Not only wasn't the accomplished, comic actor, writer, and producer funny, he was "rude," and "a bully." Writes Cohen:

Rudeness means taking advantage of the other person's sense of decorum or tradition or civility that keeps that other person from striking back or, worse, rising in a huff and leaving. The other night, that person was George W. Bush.

Riiiiight... A President who has exempted himself from over 750 laws, including a ban on torture; who has authorized wiretapping of private citizens without warrants; who lied this nation into a war that has now cost the lives of over 2400 service people and countless thousands of Iraqis; who entertained at this same event two years ago with his own comedic bit about looking under chairs, tables, and behind drapes for the non-existent WMD that were the pretext for that war... that President was held captive by rules of etiquette. Apparently we've been going about this thing all wrong. It's not Congress or due process of law we should be appealing to to rein this White House in. It's Miss Manners.

Lt. Steven Hauk: Sir, the man has got an irreverent tendency.
He did a very off-color parody of former VP Nixon.
General: I thought it was hilarious.
Lt. Steven Hauk: Respectfully, sir, the former VP
is a good man and a decent man.
General: Bullshit! I know Nixon personally.
He lugs a trainload of shit behind him that could
fertilize the Sinai. Why, I wouldn't buy an apple
from the son of a bitch and I consider him a
good, close, personal friend.

Cohen would have us know that there was nothing courageous about Stephen Colbert's performance.
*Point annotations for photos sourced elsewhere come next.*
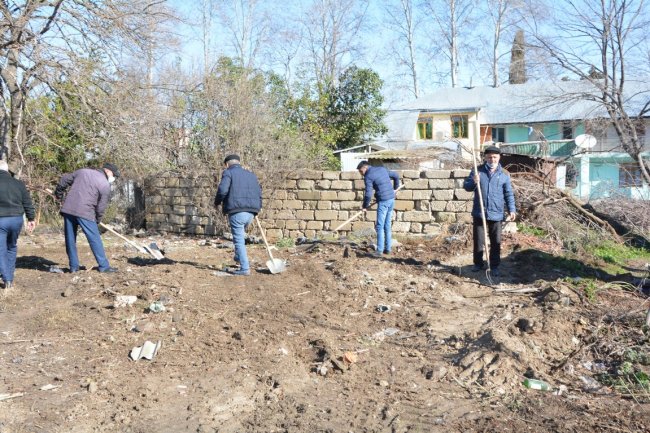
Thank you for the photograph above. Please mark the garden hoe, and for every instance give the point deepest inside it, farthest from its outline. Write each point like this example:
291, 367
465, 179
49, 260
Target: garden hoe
275, 265
152, 249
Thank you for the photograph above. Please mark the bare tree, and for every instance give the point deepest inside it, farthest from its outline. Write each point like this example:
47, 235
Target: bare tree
401, 20
332, 30
452, 18
518, 59
41, 42
601, 42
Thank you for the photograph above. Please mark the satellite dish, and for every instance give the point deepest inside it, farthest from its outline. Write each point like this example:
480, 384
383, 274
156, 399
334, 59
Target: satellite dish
585, 141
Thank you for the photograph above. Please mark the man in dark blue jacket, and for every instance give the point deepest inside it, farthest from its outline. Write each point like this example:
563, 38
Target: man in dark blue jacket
14, 203
496, 191
240, 195
384, 183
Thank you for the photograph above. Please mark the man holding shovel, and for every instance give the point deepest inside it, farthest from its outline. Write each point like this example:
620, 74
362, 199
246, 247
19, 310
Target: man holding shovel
384, 183
241, 196
84, 206
496, 192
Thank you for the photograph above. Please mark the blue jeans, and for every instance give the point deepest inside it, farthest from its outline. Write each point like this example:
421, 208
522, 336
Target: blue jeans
238, 223
71, 225
383, 226
9, 231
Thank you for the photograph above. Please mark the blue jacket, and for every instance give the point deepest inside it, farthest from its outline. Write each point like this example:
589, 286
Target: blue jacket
496, 191
379, 179
88, 196
239, 191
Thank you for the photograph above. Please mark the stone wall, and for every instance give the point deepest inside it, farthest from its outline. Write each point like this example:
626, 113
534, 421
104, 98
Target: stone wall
309, 203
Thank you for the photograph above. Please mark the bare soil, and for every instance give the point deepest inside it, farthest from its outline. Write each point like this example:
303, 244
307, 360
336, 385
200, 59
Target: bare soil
310, 349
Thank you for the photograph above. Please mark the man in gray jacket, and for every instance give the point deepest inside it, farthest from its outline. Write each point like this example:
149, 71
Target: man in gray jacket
84, 206
14, 203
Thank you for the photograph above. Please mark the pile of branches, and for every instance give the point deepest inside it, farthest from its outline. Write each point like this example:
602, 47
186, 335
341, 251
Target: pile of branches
562, 217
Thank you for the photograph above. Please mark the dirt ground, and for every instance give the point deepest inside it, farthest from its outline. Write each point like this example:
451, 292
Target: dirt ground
339, 342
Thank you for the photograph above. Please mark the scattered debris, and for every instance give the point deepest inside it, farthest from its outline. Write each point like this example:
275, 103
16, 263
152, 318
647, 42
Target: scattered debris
147, 351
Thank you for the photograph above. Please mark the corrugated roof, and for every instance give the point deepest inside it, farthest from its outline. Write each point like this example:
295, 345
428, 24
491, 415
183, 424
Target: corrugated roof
531, 102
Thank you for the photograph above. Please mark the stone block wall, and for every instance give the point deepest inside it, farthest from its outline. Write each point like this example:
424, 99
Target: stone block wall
310, 203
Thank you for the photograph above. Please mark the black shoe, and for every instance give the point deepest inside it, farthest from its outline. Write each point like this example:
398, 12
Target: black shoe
109, 270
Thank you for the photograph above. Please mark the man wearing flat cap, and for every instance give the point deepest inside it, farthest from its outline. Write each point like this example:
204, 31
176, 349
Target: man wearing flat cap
240, 195
84, 205
496, 191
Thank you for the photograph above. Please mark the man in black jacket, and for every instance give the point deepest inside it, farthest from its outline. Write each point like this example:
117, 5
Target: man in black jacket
14, 202
241, 196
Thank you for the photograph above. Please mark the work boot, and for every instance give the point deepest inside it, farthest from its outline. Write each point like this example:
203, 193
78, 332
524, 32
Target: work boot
241, 272
109, 270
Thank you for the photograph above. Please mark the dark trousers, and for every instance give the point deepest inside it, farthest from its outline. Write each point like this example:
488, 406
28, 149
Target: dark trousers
494, 231
9, 231
71, 225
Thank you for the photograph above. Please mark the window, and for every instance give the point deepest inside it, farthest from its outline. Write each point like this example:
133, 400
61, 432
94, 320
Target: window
629, 175
459, 126
499, 135
425, 128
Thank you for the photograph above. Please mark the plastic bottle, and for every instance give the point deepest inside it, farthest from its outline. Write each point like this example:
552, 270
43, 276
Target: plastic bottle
537, 384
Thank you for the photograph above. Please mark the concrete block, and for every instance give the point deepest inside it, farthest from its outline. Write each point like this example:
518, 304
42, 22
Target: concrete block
331, 175
323, 215
306, 184
323, 184
437, 174
461, 194
444, 217
422, 194
350, 175
417, 216
441, 183
293, 204
308, 195
410, 174
443, 194
314, 225
341, 184
417, 184
460, 173
404, 194
404, 205
306, 215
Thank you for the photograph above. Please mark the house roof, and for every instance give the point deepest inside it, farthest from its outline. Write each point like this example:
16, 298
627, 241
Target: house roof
531, 102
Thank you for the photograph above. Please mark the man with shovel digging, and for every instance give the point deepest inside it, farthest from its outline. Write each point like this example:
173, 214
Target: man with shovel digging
84, 206
496, 192
384, 183
240, 194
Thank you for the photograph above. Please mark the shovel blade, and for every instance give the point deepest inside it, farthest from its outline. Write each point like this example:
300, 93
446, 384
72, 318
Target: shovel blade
276, 266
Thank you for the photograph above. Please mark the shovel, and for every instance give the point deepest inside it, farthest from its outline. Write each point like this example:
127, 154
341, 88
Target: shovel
152, 250
275, 265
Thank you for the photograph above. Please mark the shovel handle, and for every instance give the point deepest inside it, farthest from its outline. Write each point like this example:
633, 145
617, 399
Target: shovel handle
138, 247
356, 215
268, 249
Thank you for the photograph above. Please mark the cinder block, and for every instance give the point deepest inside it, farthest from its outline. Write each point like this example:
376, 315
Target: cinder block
417, 216
443, 194
404, 205
437, 174
341, 184
417, 184
441, 183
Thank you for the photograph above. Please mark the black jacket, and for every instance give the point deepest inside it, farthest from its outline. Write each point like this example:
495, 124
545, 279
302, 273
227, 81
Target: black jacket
14, 198
239, 191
His defenders -- and they are all over the blogosphere -- will tell you he spoke truth to power. This is a tired phrase, as we all know, but when it was fresh and meaningful it suggested repercussions, consequences -- maybe even death in some countries. When you spoke truth to power you took the distinct chance that power would smite you, toss you into a dungeon or -- if you're at work -- take away your office.

What then, I wonder, is Cohen's excuse for reciting White House spin without question or scrutiny for the past five years? Cohen may consider himself the superior wit, but I for one think his drooling sycophant shtick is getting old.

Colbert took a swipe at Bush's Iraq policy, at domestic eavesdropping, and he took a shot at the news corps for purportedly being nothing more than stenographers recording what the Bush White House said. He referred to the recent staff changes at the White House, chiding the media for supposedly repeating the cliche "rearranging the deck chairs on the Titanic" when he would have put it differently: "This administration is not sinking. This administration is soaring. If anything, they are rearranging the deck chairs on the Hindenburg." A mixed metaphor, and lame as can be.

I have a BA in English. That's my credential. Mr. Cohen, that's not a mixed metaphor.

Lt. Steven Hauk: "Good morning, Vietnam."
What the heck is that supposed to mean?
Private Abersold: I don't know, Lieutenant,
I guess it means good morning, Vietnam.